• Climate hub
  • 21 Oct 2021
  • 4 min read

Hitting NZ's climate change targets

By David Appleyard

Clear science and bold strategies

Reaching our climate change goals is a huge challenge – but we can maximise our success with a science-based approach, focused narrative and brave outlook.

New Zealand has set itself a goal to reach net zero on carbon emissions by 2050. We’ve also pledged to play our part in limiting global temperature increases. To reach those targets, we all need to play our part. But voluntary measures aren’t enough to make sure we hit our goals. Changing the lives, minds and hearts of Kiwis will only occur quickly if the Government applies pressure in the right points.

The agency tasked with helping the Government work out how to do this is the Climate Change Commission (CCC). It makes recommendations to the Government, monitors our progress on meeting targets and offers evidence-based advice. Mike Thompson, Chief Economist at the UK’s Committee on Climate Change, explains that a few simple rules can help the CCC hold the Government to account and ensure we reach our goals.
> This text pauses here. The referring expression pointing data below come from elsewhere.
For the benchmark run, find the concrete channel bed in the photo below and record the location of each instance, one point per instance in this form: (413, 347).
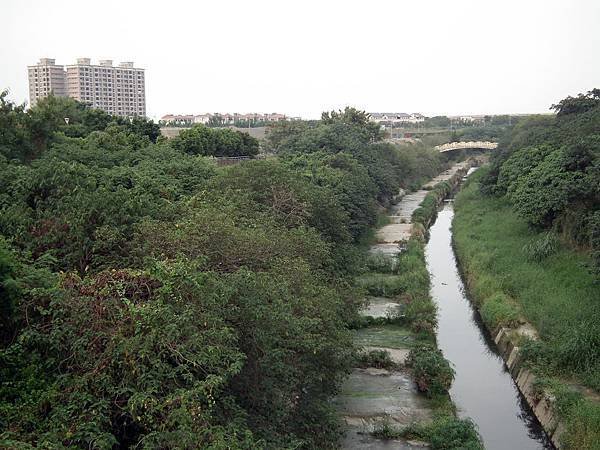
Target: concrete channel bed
(372, 395)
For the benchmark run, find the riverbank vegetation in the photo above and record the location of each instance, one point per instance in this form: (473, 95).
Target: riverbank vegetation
(515, 272)
(150, 297)
(404, 279)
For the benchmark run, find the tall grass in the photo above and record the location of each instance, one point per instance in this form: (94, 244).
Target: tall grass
(551, 289)
(513, 271)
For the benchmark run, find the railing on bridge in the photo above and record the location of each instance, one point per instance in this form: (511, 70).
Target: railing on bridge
(450, 146)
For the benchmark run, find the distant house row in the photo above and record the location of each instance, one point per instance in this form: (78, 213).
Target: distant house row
(225, 119)
(397, 118)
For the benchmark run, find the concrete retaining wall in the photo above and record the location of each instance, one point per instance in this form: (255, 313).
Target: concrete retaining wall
(542, 404)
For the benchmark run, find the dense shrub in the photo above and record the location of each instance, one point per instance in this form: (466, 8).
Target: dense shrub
(376, 358)
(499, 310)
(548, 168)
(431, 371)
(205, 141)
(542, 247)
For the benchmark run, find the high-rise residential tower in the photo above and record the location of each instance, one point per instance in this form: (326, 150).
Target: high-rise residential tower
(118, 90)
(46, 77)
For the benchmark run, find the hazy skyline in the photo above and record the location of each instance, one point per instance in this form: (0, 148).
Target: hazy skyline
(300, 58)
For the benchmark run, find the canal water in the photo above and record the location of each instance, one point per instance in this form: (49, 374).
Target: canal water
(483, 389)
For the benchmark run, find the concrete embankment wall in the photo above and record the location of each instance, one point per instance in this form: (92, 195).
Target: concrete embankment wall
(542, 404)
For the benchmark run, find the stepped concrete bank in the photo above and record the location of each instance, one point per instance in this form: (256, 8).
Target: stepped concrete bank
(370, 394)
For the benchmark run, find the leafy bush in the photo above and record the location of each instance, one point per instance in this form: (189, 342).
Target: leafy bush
(205, 141)
(431, 371)
(542, 247)
(444, 433)
(376, 358)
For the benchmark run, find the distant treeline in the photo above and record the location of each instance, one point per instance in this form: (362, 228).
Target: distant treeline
(549, 167)
(150, 297)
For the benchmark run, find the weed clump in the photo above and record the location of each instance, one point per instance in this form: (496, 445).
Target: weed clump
(379, 359)
(444, 433)
(542, 247)
(499, 311)
(431, 371)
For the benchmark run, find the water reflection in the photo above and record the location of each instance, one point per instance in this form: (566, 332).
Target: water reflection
(483, 389)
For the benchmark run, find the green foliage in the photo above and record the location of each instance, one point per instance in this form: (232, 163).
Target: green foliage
(150, 297)
(499, 311)
(549, 168)
(430, 370)
(500, 256)
(376, 358)
(427, 210)
(9, 291)
(205, 141)
(445, 433)
(541, 248)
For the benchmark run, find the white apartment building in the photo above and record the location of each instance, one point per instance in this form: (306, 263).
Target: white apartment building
(396, 117)
(118, 90)
(46, 77)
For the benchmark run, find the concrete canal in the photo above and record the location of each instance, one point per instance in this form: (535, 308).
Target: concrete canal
(483, 388)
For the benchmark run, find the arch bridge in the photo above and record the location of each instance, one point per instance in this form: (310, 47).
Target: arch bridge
(473, 145)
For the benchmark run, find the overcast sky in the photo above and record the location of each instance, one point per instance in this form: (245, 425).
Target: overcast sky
(303, 57)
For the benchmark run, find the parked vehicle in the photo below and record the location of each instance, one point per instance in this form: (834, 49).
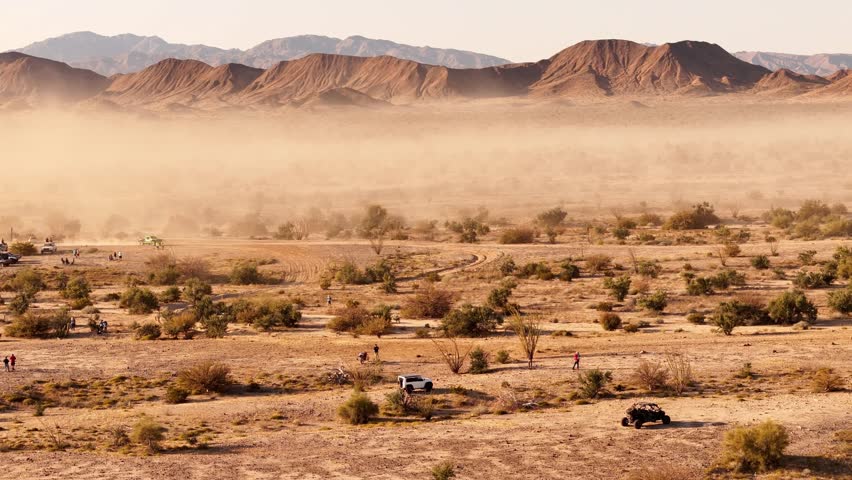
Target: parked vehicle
(410, 383)
(641, 413)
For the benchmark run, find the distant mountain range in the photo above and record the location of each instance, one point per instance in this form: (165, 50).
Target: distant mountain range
(823, 64)
(131, 53)
(588, 70)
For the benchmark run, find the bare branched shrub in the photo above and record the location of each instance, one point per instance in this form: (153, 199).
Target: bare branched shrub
(452, 354)
(680, 371)
(528, 331)
(650, 375)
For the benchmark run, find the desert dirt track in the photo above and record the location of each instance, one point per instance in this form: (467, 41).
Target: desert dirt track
(294, 433)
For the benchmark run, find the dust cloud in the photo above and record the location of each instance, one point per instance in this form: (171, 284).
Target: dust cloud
(103, 176)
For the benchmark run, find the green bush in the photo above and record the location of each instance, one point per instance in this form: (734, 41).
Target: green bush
(478, 360)
(618, 287)
(246, 273)
(205, 377)
(30, 325)
(792, 307)
(656, 302)
(754, 449)
(358, 410)
(148, 434)
(760, 262)
(610, 321)
(519, 235)
(428, 302)
(841, 301)
(176, 394)
(593, 382)
(148, 331)
(139, 301)
(470, 321)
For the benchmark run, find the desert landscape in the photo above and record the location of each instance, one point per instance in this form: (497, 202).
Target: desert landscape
(226, 270)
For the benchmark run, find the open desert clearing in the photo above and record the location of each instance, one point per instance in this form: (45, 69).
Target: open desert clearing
(279, 420)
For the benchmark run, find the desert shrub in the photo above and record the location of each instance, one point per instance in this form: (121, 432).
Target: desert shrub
(176, 394)
(148, 434)
(650, 375)
(812, 280)
(429, 302)
(656, 302)
(841, 301)
(701, 216)
(517, 235)
(470, 321)
(23, 248)
(358, 410)
(139, 301)
(266, 314)
(754, 449)
(443, 471)
(618, 287)
(148, 331)
(246, 273)
(195, 289)
(478, 360)
(760, 262)
(30, 325)
(791, 307)
(180, 324)
(161, 269)
(598, 263)
(609, 321)
(20, 303)
(169, 295)
(569, 271)
(593, 382)
(503, 356)
(825, 380)
(205, 377)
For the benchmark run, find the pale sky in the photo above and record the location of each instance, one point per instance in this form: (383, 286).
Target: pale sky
(517, 30)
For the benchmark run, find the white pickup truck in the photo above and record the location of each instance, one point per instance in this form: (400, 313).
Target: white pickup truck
(410, 383)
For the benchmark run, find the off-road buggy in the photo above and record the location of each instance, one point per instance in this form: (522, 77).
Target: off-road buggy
(641, 413)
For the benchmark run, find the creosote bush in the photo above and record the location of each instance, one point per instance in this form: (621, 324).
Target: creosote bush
(358, 409)
(754, 449)
(205, 377)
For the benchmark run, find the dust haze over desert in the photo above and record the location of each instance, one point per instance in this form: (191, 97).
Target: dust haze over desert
(345, 254)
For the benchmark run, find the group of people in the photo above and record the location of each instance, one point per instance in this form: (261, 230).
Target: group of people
(363, 357)
(9, 363)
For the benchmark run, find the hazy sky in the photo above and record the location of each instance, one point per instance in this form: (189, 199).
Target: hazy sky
(518, 30)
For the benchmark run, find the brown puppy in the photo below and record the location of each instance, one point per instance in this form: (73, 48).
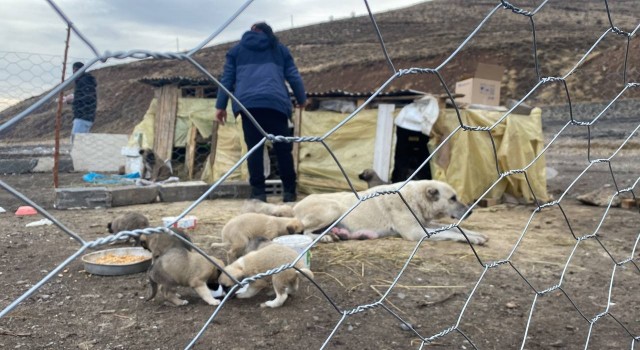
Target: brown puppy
(261, 260)
(239, 230)
(128, 222)
(256, 206)
(180, 267)
(155, 168)
(371, 177)
(159, 243)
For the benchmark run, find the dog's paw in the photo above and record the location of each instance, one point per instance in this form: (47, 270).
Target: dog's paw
(270, 303)
(329, 238)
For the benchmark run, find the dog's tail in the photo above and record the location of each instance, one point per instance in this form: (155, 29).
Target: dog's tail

Lesson 1: Stick to the science

It’s one thing to set targets, but we won’t reach them unless we make major changes. That means putting in place the infrastructure we need to achieve the outcomes we want. To get that infrastructure built requires a whole raft of elements like market frameworks, rules, taxation and subsidies that provide the incentives for action.

Using science creates an opportunity to hold the Government to account if they are not doing what they should be doing. The more straightforward and analytical that is, the more powerful it is as it creates a clear picture of whether the Government is walking the walk.
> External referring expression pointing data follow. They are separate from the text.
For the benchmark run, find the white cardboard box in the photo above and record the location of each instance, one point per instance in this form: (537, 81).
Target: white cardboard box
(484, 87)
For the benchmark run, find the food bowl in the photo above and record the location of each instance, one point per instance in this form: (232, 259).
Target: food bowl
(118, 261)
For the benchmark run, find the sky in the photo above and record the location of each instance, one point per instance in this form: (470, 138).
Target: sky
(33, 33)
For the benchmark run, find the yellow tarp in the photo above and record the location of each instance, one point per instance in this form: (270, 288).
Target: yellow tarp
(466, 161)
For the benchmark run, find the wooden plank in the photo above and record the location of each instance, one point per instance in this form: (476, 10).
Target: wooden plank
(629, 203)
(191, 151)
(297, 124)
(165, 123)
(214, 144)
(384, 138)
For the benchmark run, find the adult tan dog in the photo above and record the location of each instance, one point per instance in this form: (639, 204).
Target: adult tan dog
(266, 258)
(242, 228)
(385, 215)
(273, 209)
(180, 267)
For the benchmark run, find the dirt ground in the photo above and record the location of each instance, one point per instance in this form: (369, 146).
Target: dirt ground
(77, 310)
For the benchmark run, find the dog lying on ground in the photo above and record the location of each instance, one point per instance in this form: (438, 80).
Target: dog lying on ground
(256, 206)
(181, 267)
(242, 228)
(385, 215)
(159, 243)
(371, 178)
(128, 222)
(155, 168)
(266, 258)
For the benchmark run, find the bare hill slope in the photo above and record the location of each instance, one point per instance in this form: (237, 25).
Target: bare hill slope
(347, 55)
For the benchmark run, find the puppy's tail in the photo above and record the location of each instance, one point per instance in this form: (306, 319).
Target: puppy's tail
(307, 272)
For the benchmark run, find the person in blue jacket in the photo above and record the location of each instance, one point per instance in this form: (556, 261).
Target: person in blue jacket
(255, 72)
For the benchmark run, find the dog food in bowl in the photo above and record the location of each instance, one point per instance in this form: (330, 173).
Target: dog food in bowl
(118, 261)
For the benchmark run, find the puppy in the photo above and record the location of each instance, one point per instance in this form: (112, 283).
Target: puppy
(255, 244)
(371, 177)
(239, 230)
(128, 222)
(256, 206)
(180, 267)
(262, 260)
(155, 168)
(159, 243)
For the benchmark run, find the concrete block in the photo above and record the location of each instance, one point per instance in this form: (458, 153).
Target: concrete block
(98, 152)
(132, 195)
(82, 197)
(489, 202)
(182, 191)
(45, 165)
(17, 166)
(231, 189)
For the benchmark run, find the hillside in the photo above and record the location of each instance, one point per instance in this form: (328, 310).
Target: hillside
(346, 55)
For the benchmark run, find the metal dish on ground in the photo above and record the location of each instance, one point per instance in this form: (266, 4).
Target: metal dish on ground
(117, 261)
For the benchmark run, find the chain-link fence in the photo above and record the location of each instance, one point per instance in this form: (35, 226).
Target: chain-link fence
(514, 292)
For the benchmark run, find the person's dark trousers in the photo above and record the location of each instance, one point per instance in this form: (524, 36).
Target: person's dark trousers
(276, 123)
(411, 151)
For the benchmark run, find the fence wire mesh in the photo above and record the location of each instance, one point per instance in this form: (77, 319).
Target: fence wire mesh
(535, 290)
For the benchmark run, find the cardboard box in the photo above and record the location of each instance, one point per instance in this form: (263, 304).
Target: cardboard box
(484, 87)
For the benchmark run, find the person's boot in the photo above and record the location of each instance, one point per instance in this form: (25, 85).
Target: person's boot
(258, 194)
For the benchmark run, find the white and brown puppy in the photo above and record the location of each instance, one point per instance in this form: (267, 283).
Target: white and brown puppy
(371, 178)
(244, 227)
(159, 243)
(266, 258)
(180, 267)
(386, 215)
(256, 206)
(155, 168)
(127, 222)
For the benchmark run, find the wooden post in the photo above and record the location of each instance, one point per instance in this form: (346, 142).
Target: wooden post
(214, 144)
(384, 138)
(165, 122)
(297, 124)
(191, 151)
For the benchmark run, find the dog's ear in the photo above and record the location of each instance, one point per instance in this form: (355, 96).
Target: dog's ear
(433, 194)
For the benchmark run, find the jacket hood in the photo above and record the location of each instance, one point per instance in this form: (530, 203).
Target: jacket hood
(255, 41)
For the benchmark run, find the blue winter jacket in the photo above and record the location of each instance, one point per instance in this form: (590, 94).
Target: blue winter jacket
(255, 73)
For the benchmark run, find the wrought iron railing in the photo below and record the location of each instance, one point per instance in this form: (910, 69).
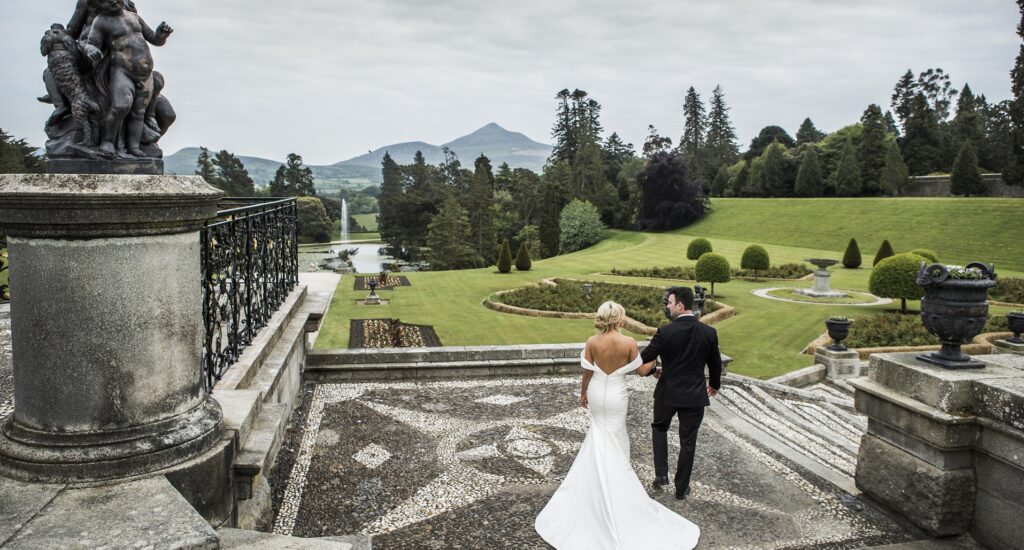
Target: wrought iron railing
(250, 265)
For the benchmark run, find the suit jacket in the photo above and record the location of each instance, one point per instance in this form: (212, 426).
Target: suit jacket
(685, 345)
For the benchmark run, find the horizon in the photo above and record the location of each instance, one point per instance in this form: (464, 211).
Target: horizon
(404, 73)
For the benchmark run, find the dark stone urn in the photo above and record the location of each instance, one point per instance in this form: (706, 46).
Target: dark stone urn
(839, 329)
(1016, 323)
(955, 309)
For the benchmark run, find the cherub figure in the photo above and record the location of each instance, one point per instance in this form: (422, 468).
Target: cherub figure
(124, 36)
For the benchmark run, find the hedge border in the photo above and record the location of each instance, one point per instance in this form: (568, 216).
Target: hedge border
(631, 324)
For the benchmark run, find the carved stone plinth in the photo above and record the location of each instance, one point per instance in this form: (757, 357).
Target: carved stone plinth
(107, 326)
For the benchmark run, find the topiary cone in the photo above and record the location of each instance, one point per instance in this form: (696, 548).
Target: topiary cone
(505, 257)
(885, 251)
(851, 258)
(522, 261)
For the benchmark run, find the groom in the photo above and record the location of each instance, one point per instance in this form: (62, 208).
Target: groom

“Keep science and evidence as the absolute core of the process. There is no wriggle room in science and there is a power in being an analytical body with the freedom to put out numbers,”says Mike.

Lesson 2: Shape the narrative

The CCC acts as a guiding hand to the business community and society – by helping us understand what’s required, we can make better decisions and investments based on reaching New Zealand’s climate goals.

The CCC also has an important role to play in establishing the public narrative. A clear and concise understanding of what needs to be done lets businesses make critical decisions without conflict – like grandfathering gas turbines and investing in new clean energy tech. It helps these businesses get the right support from the financial sector, based on a solid policy framework and science-based scenarios.

“Your impact stretches far beyond politicians and policy. Business is one part of that impact, but public opinion is another really important part,” Mike explains. “As an independent climate body there is a lot of interest in what you have to say. That can have a real impact on public narratives and public opinion. That really matters. It is public opinion that to a large extent determines what is politically possible.”

Lesson 3: Be bold

We need to keep reminding ourselves to be bold and to think beyond the current constraints. Some of the things that have looked really hard in the past have ended up actually being not that hard after all. Many things turned out to be much easier than we thought, and we have achieved more than was considered possible previously. Offshore wind is an obvious example. The UK pushed really hard to get the offshore wind sector going in the 2010s when the hope was that energy costs would fall to £100 per megawatt hour (NZ$197/MWh) by 2020. Today that figure is less than £50/MWh (NZ$95).

“Remember to be bold and not be scared to do things,” Mike says. “Just because the initial reaction is that it is too hard? That is always the reaction when you suggest something new. It is important to always remember to push boundaries because the challenge is so tough you have to be bold [and] also because if we ask a lot of people, then they deliver a lot”.